Hypocrites in the locker room
Conservatives capable of honest comment on the Republican victory in California aren't easy to find, so Steve Chapman deserves special attention today. His unsparing examination of right-wing sexual hypocrisy -- a subject almost impossible to exhaust -- in the cases of Bill Clinton and Arnold Schwarzenegger should shame Chapman's comrades on the right. If the new governor's accusers are telling the truth, he has a long history of what the California penal code describes as "sexual battery," a pattern considerably worse than anything credibly charged against the former president.
Yet Republicans who excoriated Clinton for his consensual misconduct have excused or ignored Schwarzenegger's undenied assaults. Chapman names names, including David Frum, William Bennett, Linda Chavez and the Wall Street Journal editorial page, which went so far as to praise Schwarzenegger for his "candor." (He omitted the awesomely phony Sen. Orrin Hatch, however.)
"Maybe the defenders of virtue exhausted themselves so thoroughly attacking Clinton that they have no energy left to find fault with Schwarzenegger," Chapman writes. "In any event, I have yet to hear a peep of disgust from the major moralists of the right." He knows his comrades all too well, as his stinging kicker proves.

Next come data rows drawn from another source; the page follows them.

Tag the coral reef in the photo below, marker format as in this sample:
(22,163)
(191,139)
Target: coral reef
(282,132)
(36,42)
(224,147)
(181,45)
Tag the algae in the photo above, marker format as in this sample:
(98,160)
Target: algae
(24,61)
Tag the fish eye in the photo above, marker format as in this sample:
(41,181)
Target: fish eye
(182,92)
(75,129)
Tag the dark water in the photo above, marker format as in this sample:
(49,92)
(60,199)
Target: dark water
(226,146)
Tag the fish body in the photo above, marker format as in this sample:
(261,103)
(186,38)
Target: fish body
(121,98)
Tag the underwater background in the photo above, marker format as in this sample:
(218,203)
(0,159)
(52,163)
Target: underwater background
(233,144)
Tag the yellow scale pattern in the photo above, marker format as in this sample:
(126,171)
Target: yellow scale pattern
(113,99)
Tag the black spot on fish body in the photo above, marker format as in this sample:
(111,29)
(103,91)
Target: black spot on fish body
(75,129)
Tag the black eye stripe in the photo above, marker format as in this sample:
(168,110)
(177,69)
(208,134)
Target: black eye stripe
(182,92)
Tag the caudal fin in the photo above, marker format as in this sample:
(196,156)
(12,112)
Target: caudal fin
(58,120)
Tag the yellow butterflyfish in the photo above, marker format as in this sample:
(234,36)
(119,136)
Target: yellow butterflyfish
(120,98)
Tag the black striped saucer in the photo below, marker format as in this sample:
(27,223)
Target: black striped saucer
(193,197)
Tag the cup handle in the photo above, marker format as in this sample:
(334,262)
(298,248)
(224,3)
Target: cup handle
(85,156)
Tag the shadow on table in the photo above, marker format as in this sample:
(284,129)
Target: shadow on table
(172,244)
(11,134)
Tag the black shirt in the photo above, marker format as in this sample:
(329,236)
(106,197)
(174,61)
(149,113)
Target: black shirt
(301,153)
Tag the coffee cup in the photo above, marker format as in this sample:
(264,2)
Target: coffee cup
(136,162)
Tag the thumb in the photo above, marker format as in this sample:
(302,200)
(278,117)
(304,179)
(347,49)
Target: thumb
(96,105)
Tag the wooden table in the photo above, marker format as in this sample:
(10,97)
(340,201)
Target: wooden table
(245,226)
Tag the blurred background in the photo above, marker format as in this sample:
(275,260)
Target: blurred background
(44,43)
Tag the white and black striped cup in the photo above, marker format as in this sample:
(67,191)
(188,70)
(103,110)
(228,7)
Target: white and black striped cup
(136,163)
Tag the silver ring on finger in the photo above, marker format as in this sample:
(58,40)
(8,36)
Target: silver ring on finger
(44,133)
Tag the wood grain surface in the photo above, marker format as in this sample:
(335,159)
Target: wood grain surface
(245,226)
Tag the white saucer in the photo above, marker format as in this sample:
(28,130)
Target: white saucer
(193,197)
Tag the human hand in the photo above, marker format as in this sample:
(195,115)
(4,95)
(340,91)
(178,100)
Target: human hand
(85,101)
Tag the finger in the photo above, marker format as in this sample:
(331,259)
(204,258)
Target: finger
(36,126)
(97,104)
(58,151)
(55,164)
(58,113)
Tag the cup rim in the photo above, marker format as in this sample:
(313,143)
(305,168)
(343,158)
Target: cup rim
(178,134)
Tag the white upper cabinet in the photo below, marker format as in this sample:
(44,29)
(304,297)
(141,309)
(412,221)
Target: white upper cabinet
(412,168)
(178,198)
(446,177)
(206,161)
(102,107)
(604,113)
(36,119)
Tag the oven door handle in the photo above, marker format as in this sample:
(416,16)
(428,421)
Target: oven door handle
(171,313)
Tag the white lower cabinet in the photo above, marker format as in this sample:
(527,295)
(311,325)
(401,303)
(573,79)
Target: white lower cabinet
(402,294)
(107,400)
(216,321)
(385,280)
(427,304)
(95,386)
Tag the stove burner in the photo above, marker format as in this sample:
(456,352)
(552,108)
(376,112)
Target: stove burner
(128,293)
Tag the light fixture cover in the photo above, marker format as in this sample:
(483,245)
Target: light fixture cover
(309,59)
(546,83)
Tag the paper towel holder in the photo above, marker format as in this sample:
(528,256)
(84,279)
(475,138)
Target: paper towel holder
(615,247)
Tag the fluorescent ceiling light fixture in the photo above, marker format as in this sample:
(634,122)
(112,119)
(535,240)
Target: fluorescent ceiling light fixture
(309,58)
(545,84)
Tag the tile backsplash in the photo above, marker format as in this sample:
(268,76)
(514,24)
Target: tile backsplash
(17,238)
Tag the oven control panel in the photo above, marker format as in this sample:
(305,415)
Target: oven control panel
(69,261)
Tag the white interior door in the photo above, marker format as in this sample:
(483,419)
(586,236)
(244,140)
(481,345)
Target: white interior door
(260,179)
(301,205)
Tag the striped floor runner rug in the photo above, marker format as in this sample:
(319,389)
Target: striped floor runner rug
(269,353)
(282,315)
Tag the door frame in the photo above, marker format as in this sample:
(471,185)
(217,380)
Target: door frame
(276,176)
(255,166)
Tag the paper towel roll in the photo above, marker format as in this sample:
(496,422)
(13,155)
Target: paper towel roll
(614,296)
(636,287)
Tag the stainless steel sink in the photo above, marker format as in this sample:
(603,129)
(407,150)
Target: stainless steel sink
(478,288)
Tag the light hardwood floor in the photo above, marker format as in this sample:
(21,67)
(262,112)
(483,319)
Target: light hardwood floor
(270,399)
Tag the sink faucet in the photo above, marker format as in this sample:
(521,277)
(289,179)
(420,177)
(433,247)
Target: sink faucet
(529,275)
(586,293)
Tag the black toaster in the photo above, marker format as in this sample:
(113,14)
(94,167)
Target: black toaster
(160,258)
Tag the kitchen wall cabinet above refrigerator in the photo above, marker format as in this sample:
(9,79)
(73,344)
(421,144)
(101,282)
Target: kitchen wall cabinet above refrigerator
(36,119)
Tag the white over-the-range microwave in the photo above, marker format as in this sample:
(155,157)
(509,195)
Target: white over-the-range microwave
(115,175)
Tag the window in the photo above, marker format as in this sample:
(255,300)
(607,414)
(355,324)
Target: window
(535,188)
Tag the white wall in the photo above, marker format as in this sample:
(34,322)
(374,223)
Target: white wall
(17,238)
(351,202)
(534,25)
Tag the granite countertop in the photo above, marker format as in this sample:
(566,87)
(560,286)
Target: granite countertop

Even if the silence of the pseudo-moralists was no surprise, that doesn't necessarily explain why so many Californians were unfazed by the accusations. My own view is that voters wisely tend to discount late hits. In today's Guardian, Susan Faludi argues that more sinister impulses encouraged the same male voters who despised Bill to defend Arnold.
"Why the difference," Faludi asks, "between the two politicians with the wandering eyes?" And she answers: "At a time of deep economic and international insecurity, the easy power of the bully boy is a siren call to the American male populace, as evidenced by Bush's continuing allure to the very men whose interests are least served by his policies. The locker-room game works as long as only men get to play, and only as long as they agree to play by certain rules. One rule is that sensuality is verboten, but aggressive jocularity is not. Humiliating women in a 'playful' way can signal a rejection of 'the feminine' and a reinforcement of male bonding."
Playful male bonding is probably Jay Leno's excuse for his public groveling toward Schwarzenegger. After the actor's announcement of his candidacy on "The Tonight Show," Leno had a vested interest in his victory, no doubt. But as Nikki Finke explains here, his swing toward the Republican right has gone well beyond any obligation to his friend Arnold. I hope he saw the far funnier and smarter Letterman humiliate him last night.